The barber polar bear...not I mean the handsome hair stylist's will be teaching his 'asymmetric cut'. In order to have that sort of fresh style, you need a tool, and that is a wooden stick. It has a very sharp tip, giving you a novel feeling. 

Losing the other side of his hair, from a blonde kappa (bobbed cut) he turned into a blonde asymmetric (ashimeni), with a low voice, Hurst-san told him the process of the procedure. 

"Would you be returning to your job?"

"hi, hi yaaai!"

The pale, frozen blonde ashimeni, screamed upon hearing those words and while in a flustered state left the premise.

Un. It's a convenient way to respond, right? 'hi fu e ho' and it seemed like you are exclusively using the word 'hiii'

"Isarai-sama"

While I was looking at his retreating back, Hurst-san, who was looking at me, called my name and slowly came towards me.

The blizzard now was gone, as if to match me, who was looking down, he bent one knee and said "I'm truly sorry for letting you experience something bad"
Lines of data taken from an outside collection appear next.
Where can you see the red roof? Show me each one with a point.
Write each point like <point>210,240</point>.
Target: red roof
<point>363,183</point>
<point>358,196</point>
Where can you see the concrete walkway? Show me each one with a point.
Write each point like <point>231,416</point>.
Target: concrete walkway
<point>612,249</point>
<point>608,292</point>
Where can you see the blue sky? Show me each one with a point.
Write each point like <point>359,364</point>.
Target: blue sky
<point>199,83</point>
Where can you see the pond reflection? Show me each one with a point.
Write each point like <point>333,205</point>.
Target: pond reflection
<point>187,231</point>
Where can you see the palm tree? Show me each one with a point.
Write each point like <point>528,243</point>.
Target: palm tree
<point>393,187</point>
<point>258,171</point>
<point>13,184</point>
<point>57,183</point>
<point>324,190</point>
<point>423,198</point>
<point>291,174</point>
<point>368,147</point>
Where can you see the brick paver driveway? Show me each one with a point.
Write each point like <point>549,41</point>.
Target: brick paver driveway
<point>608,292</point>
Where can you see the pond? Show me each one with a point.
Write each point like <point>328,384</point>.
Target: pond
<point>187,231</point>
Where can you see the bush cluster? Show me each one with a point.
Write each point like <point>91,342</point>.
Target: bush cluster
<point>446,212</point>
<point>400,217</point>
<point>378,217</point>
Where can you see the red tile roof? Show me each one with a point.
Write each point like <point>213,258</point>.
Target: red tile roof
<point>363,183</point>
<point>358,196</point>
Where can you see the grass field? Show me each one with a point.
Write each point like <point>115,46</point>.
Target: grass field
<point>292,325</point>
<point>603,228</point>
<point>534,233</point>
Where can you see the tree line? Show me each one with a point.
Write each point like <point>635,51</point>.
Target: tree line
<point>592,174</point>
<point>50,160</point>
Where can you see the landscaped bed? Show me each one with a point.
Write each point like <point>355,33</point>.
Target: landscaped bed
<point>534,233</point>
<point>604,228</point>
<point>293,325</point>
"No, no. I'm not really bothered about it."

That's right, maybe it's because even he calls me names like country bumpkin of a fallen noble lady or something it doesn't really hit me, so I don't really get annoyed by it and about those delayed reactions, I'm like sure-fire it away, or so I think,

Being yelled at, sticking around was indeed annoying though but since Hurst-san has properly given him a haircut, I don't really mind him much. A, do your best at work.

"... ... Did you perhaps meet the Saint?"

"A, that one huh."

Seeing a little change on Hurst-san's expression as his eyebrows seem to have fallen for a bit, I know that he is worried about me. 

It seems like, someone has already told Hurst-san of what happened at the back garden 

... ...Well, speaking of which, Wasn't Hurst-san supposed to be on a break?